Tribunal Administratif de Lille — Décision N° TA59-2511851

vendredi 16 janvier 2026

JuridictionTribunal Administratif de Lille
SectionTribunal Administratif de Lille
N° DossierTA59-2511851
TypeDécision
RecoursExcès de pouvoir
FormationReconduite à la frontière
Avocat requérantDANSET-VERGOTEN

Résumé IA

Le Tribunal Administratif de Lille a été saisi par M. A..., ressortissant koweïtien, d’un recours pour excès de pouvoir contre la décision du 20 novembre 2025 par laquelle le directeur territorial de l’OFII a mis fin à ses conditions matérielles d’accueil. Le requérant invoquait notamment un défaut de motivation, une méconnaissance de son droit d’être entendu et une violation des articles L. 551-16 et L. 522-1 du code de l’entrée et du séjour des étrangers et du droit d’asile. Le tribunal a rejeté la requête, considérant que la décision était suffisamment motivée et que l’OFII avait légalement pu y mettre fin au motif que M. A... avait dissimulé l’obtention d’une protection internationale en Grèce, manquant ainsi à son obligation de coopération prévue à l’article L. 521-13 du même code. La solution retenue s’appuie sur les dispositions du code de l’entrée et du séjour des étrangers et du droit d’asile.

Texte intégral

Vu la procédure suivante :

Par une requête enregistrée le 3 décembre 2025 et un mémoire complémentaire enregistré le 6 janvier 2026, M. B... A..., représenté par Me Danset Vergoten, demande au tribunal :

1°) de lui accorder le bénéfice de l’aide juridictionnelle totale à titre provisoire ;

2°) d’annuler la décision du 20 novembre 2025 par laquelle le directeur territorial de Lille de l’Office français pour l’immigration et l’intégration (OFII) a mis fin aux conditions matérielles d’accueil ;

3°) d’enjoindre à l’OFII de procéder au rétablissement des conditions matérielles d’accueil à titre rétroactif dans le délai de dix jours à compter de la notification du jugement à intervenir sous astreinte de 150 euros par jour en cas d’inexécution ; à défaut de procéder au réexamen de sa situation personnelle ;

4°) de mettre à la charge de l’OFII la somme de 1 500 euros à verser à son conseil au titre des articles L. 761-1 du code de justice administrative et 37 de la loi du 10 juillet 1991.

Il soutient que :
- la décision est entachée d’un défaut de motivation ;
- elle méconnaît son droit à être entendu et à faire des observations préalables ;
- elle méconnaît l’article L. 551-16 du code de l’entrée et du séjour des étrangers et du droit d’asile ;
- elle méconnaît les dispositions combinées des articles L. 522-1, L. 522-2 et L. 522-3 du code de l’entrée et du séjour des étrangers et du droit d’asile au regard de sa vulnérabilité ;
- elle est entachée d’un défaut d’examen sérieux et particulier de sa situation personnelle et est entachée d’une erreur manifeste d’appréciation.

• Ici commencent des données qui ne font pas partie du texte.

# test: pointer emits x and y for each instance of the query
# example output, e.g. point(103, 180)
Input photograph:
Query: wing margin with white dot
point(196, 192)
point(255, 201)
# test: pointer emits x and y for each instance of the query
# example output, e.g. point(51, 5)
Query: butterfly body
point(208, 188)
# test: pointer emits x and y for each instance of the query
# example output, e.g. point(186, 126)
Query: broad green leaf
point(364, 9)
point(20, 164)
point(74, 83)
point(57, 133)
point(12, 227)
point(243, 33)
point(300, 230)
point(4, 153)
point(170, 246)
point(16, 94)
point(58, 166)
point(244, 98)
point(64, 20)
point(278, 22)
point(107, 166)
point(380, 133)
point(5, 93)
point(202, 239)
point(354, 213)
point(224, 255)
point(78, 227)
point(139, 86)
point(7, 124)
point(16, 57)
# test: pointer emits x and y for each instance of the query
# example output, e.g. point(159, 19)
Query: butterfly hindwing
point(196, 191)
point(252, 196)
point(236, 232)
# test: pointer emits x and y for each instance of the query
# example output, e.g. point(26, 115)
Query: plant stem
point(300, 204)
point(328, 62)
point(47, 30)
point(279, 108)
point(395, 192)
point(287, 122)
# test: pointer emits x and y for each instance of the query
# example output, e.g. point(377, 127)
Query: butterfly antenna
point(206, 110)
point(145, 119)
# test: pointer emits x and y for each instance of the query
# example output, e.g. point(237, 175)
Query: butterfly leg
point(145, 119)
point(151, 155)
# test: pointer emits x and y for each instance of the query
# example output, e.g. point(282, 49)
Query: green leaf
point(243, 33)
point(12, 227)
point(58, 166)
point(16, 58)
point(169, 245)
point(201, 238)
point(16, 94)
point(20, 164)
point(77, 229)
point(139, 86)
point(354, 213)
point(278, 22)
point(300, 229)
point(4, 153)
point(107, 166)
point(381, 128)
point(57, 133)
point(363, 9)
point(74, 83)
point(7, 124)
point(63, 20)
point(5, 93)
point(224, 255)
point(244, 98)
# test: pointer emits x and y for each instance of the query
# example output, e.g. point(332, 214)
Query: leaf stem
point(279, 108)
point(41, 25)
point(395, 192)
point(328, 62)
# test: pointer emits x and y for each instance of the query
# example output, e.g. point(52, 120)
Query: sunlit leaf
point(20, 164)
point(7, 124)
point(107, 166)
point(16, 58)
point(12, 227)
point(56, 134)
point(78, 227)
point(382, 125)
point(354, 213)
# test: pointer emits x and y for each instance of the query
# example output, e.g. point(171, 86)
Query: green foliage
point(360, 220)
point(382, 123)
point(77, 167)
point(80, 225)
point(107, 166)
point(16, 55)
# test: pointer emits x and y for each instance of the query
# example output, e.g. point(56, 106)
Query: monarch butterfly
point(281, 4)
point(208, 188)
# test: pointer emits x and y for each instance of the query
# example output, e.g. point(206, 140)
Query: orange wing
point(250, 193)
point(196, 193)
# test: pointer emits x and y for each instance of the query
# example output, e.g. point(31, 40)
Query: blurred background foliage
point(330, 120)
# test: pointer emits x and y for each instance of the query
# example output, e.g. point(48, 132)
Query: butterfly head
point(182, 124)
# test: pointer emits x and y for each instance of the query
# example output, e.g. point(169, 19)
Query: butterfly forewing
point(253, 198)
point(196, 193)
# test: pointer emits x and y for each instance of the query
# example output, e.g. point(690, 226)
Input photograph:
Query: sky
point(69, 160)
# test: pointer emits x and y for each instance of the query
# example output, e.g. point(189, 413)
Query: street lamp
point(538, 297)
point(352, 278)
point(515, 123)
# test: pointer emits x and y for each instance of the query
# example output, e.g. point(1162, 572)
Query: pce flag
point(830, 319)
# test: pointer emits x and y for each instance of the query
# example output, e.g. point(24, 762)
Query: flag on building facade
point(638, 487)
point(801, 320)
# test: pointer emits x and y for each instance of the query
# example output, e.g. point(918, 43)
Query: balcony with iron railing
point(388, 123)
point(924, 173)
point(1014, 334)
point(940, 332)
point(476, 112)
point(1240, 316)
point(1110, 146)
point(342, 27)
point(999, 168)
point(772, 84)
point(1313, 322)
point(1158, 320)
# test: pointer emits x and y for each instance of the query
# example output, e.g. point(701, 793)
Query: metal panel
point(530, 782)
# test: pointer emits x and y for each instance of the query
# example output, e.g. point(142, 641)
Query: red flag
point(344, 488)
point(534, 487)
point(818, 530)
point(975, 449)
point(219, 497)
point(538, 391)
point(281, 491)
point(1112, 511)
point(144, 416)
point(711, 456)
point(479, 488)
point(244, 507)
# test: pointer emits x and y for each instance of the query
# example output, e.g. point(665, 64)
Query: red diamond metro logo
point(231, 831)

Par un mémoire en défense, enregistré le 5 janvier 2026, le directeur général de l’OFII conclut au rejet de la requête. Il fait valoir que les moyens soulevés ne sont pas fondés.

Vu les autres pièces du dossier.

Vu :
- le code de l’entrée et du séjour des étrangers et du droit d’asile ;
- la loi n° 91-647 du 10 juillet 1991 relative à l’aide juridique ;
- le code de justice administrative.

Le président du tribunal a désigné M. Krawczyk, premier conseiller, pour exercer les pouvoirs qui lui sont attribués par les dispositions du code de l’entrée et du séjour des étrangers et du droit d’asile.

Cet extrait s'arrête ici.